BookmarkSubscribeRSS Feed
🔒 This topic is solved and locked. Need further help from the community? Please sign in and ask a new question.
wlierman
Lapis Lazuli | Level 10

I have data that I am trying to transform in order to create a SAS visual. There are several steps before arriving there.  I have exported a few lines of data as an xlsx file and attached here.

 

A typical line of data is like (I have chosen just the important fields)

Case              Date               Contact_ID       Date1

234243       01MAR2020      51954633      03SEP2020

716432       02MAR2020      53426754      03SEP2020

 

and so on

The date values are formatted as date9.  I want to split then by day, month, year so I tried the following

Data SASCHART.Date_Fix;
  set SASCHART.Cases_Contacts_Want;
  Yr_1 = substr(Date,6,4); 
  Mon_1= substr(Date,3,5);
  Day_1 = substr(Date,1,2);
  Daymon_1=trim(Day_1||Mon_1);

  Yr_2 = substr(Date1,6,4); 
  Mon_2= substr(Date1,3,5);
  Day_2 = substr(Date1,1,2);
  Daymon_2=trim(Day_2||Mon_2);
run;

which didn't produce the result I need which is

      Daymon_1                Daymon_2

      01MAR                        03SEP

 

and so on.  So I looked in some older SAS Communities posts and tried something like this

Data SASCHART.Date_Fix;
  set SASCHART.Cases_Contacts_Want;
  new_date_1 = mdy(substr(Date,3,5), substr(Date,1,2), substr(Date,6,4));
  format new_date_1 YYMMDD8.;
run;

That didn't work either.

 

I want to count the number of Cases for each daymon_1  and the number of contact_ID by daymon_2.  It may be something like           cases                                             contacts

                                                                date          count                            date             count

                                                               01MAR         1                              01SEP                38

                                                                     .                                                   .

                                                                     .                                                   .

                                                               26OCT        834                           16OCT               543

 

Then I will use the dates on an x-axis and the counts on the y-axis to create an overlaid line graph in SAS.   The cases started earlier than contact-tracing and are several days ahead of the contact counts, since contacting_tracing is slowing down for several reasons.

 

First, I need to split the dates into substrings properly. 

Your expertise is very much appreciated.

 

wlierman

1 ACCEPTED SOLUTION

Accepted Solutions
Tom
Super User Tom
Super User

Run a PROC CONTENTS on your SAS dataset (not on your Excel output) and see what TYPE of variable you have.

 

If DATE is a numeric variable that is being displayed using the DATE9. format then it contains the number of days since 1960.  Do not use string functions like SUBSTR() on numeric variables.  SAS will first have to convert the number of days into a string and it will not look like the strings that the DATE9. format prints.
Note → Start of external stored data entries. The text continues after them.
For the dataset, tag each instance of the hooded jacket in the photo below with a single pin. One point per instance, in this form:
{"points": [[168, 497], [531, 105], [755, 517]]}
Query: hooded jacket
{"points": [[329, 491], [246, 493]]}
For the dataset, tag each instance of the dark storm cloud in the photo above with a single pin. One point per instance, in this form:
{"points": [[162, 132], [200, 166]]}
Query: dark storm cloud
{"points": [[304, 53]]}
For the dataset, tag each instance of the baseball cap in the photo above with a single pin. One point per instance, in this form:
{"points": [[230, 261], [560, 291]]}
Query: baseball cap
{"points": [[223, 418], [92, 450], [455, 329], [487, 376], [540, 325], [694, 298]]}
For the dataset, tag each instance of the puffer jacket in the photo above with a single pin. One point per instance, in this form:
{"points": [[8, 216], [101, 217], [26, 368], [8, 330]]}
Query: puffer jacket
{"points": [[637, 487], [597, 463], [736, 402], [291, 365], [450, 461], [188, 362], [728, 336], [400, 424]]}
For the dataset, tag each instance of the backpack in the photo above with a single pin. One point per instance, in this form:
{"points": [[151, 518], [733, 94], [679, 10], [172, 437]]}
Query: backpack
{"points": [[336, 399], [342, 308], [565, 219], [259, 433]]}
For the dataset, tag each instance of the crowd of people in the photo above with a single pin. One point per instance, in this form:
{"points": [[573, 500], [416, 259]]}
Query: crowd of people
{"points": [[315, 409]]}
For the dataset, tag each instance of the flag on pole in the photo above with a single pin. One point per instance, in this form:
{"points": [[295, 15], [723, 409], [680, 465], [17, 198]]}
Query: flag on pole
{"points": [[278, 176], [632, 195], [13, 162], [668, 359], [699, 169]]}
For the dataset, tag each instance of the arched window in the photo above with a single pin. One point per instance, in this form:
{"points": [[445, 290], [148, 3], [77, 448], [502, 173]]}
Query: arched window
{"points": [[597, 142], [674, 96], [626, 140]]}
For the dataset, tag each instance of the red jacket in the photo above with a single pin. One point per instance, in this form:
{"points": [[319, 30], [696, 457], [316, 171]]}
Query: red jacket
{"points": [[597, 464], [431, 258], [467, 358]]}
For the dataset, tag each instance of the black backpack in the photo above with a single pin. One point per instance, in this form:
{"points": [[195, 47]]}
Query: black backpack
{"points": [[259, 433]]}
If you want to get a string that just has the first 5 characters when printed using the DATE9. format then use the PUT() function with the DATE format but set the width to only 5 characters.

daymon = put(date,date5.);

And if you want the truncated ddMON strings to display in printouts and reports then don't bother the make any new variables, just use the one you already have with the different display format.

format date date5.;

If DATE is a character variable that has strings that look like they were dates printed using the DATE9. format then just use the substr() function directly on the character variable.

daymon = substr(date,1,5);

Or you can also use a format to have it only print the first 5 characters.

format date $5. ;

If you do have a character variable you can use the INPUT() function to generate a date value from it.  Which you can then use with any of the various functions that operate on date values or formats that display date values.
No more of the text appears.